Beaux Arts parle de son côté d’une « véritable expérience immersive », où « tous nos sens s’éveillent petit à petit ». Le média souligne le rôle de l’univers sonore et olfactif, qui prolonge l’illusion minérale.
L’hommage à Christo est-il convaincant ?
Plusieurs critiques replacent aussi la Caverne dans l’histoire artistique du Pont-Neuf. Pour Télérama, JR prolonge la longue série de métamorphoses du monument, des peintres aux cinéastes jusqu’aux interventions contemporaines. Le média rappelle que la transformation par Christo et Jeanne-Claude en 1985, puis par Kenzo en 1994.

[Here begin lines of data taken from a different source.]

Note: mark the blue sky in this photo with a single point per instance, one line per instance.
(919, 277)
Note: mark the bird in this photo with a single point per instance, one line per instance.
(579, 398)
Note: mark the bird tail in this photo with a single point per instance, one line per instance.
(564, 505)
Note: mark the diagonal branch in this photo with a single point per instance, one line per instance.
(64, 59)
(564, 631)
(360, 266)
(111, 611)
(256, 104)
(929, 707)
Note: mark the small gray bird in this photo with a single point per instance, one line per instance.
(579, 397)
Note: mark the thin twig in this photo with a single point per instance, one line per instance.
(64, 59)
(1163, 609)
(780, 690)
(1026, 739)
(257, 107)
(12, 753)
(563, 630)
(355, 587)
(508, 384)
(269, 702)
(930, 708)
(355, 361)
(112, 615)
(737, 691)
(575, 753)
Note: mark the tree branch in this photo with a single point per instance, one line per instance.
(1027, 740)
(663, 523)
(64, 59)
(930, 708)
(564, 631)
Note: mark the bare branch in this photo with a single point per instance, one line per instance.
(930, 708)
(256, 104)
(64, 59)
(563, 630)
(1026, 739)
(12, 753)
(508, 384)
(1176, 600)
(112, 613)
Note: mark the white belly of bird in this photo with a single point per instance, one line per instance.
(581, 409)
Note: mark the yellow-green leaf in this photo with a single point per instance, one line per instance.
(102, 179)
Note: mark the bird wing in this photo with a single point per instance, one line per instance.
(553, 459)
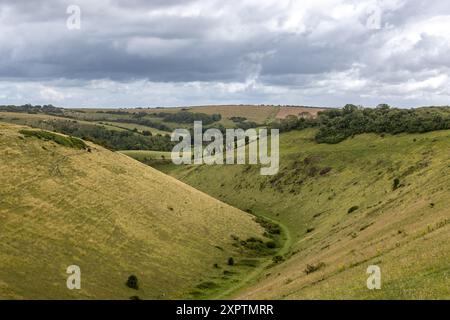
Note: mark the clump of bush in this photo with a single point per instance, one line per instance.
(310, 268)
(132, 282)
(271, 228)
(259, 246)
(396, 184)
(69, 142)
(207, 285)
(353, 209)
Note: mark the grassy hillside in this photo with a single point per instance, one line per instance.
(63, 203)
(369, 200)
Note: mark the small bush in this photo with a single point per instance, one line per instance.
(132, 282)
(396, 184)
(277, 259)
(353, 209)
(271, 228)
(207, 285)
(271, 244)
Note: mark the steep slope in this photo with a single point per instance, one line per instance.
(370, 200)
(113, 217)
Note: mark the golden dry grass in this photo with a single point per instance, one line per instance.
(406, 232)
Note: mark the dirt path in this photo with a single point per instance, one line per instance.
(258, 271)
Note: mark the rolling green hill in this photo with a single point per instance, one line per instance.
(369, 200)
(64, 202)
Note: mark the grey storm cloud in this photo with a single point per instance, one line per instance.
(160, 52)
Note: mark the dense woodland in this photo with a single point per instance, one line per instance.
(336, 125)
(333, 125)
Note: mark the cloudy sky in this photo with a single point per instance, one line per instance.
(191, 52)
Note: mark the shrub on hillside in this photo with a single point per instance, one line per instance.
(310, 268)
(69, 142)
(132, 282)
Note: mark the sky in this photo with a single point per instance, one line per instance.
(136, 53)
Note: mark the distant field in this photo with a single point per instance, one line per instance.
(369, 200)
(258, 114)
(132, 126)
(296, 111)
(142, 155)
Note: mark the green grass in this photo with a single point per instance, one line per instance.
(311, 196)
(114, 217)
(69, 142)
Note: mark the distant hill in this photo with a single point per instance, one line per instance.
(369, 200)
(69, 203)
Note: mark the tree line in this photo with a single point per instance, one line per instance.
(336, 125)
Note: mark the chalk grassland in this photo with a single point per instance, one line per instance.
(296, 111)
(258, 114)
(38, 120)
(370, 200)
(113, 217)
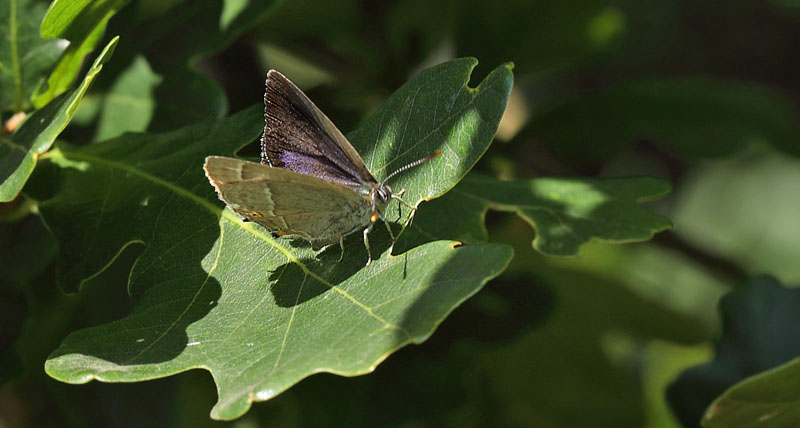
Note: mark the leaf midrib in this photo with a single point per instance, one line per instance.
(227, 215)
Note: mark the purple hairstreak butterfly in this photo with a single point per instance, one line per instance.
(311, 183)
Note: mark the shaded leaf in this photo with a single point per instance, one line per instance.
(20, 150)
(25, 57)
(766, 178)
(766, 399)
(260, 313)
(690, 116)
(760, 330)
(538, 36)
(566, 212)
(128, 106)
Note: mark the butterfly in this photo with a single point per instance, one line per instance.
(311, 182)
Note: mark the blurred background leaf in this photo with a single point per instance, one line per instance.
(21, 149)
(760, 331)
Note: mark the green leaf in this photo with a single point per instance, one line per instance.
(24, 56)
(20, 150)
(761, 331)
(766, 178)
(172, 41)
(691, 116)
(566, 212)
(538, 37)
(129, 105)
(766, 399)
(83, 23)
(260, 313)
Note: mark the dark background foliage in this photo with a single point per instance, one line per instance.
(702, 94)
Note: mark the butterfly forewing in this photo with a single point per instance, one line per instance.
(299, 137)
(288, 203)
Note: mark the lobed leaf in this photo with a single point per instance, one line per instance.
(258, 312)
(566, 212)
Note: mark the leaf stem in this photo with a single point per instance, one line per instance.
(16, 69)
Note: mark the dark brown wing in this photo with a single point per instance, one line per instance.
(299, 137)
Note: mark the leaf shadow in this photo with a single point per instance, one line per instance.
(291, 286)
(183, 296)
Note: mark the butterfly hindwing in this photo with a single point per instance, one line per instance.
(285, 202)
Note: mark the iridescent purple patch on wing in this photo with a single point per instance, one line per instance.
(317, 166)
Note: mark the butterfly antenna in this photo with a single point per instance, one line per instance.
(412, 165)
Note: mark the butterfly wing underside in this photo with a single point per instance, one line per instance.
(288, 203)
(299, 137)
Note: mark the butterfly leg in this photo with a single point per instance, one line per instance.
(341, 245)
(366, 243)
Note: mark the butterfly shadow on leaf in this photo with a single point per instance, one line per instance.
(291, 286)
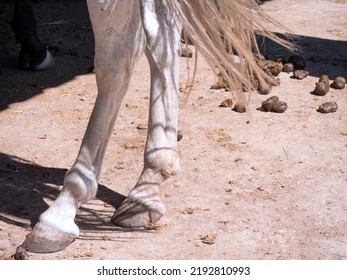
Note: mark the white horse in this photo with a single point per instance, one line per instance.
(123, 30)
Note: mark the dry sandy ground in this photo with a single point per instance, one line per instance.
(258, 185)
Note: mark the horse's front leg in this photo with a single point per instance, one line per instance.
(119, 41)
(143, 205)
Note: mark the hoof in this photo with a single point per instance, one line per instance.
(132, 214)
(47, 239)
(47, 63)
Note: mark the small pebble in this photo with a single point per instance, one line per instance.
(327, 107)
(279, 107)
(226, 103)
(325, 79)
(240, 107)
(288, 67)
(267, 104)
(300, 74)
(339, 83)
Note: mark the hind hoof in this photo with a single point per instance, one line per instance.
(47, 239)
(133, 214)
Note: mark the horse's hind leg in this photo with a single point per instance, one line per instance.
(33, 54)
(119, 40)
(143, 205)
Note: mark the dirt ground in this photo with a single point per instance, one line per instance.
(253, 186)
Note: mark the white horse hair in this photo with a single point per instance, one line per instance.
(123, 30)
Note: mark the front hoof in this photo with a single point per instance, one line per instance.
(132, 214)
(47, 239)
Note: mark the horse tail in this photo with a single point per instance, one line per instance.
(224, 31)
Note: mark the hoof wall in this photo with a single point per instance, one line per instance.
(47, 239)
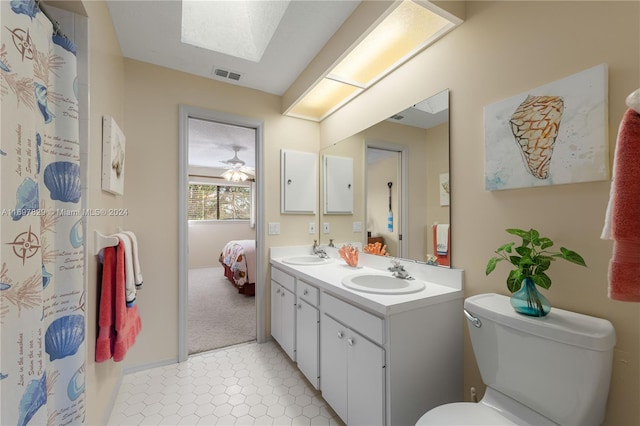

Dans Le Monde, Vladimir Yavachev, neveu de Christo, voit dans cette œuvre une filiation directe avec l’esprit du couple d’artistes. Il décrit JR comme « le seul artiste (…) qui conçoit ses projets à une telle échelle dans l’espace public à la manière de Christo ».
Quelles sont les réserves ?
Les nuances portent surtout sur l’apparence extérieure et certains effets numériques. Le Monde rapporte ainsi les propos de deux visiteuses séduites par le « joli travail des motifs intérieurs » mais plus réservées sur l’enveloppe, qui « peut un peu faire penser à une bâche publicitaire ». « C’est clairement plus joli à l’intérieur qu’à l’extérieur », cite un autre visiteur dans Franceinfo.
Libération se montre plus sceptique. Le journal cite deux jeunes femmes qui lâchent : « On s’attendait à un truc plus impressionnant. » Le quotidien pointe notamment une promesse immersive parfois réduite à un filtre Snapchat, via les QR codes placés dans le parcours.Beaux Arts partage partiellement cette réserve, qualifiant l’expérience de réalité augmentée « moins convaincante ».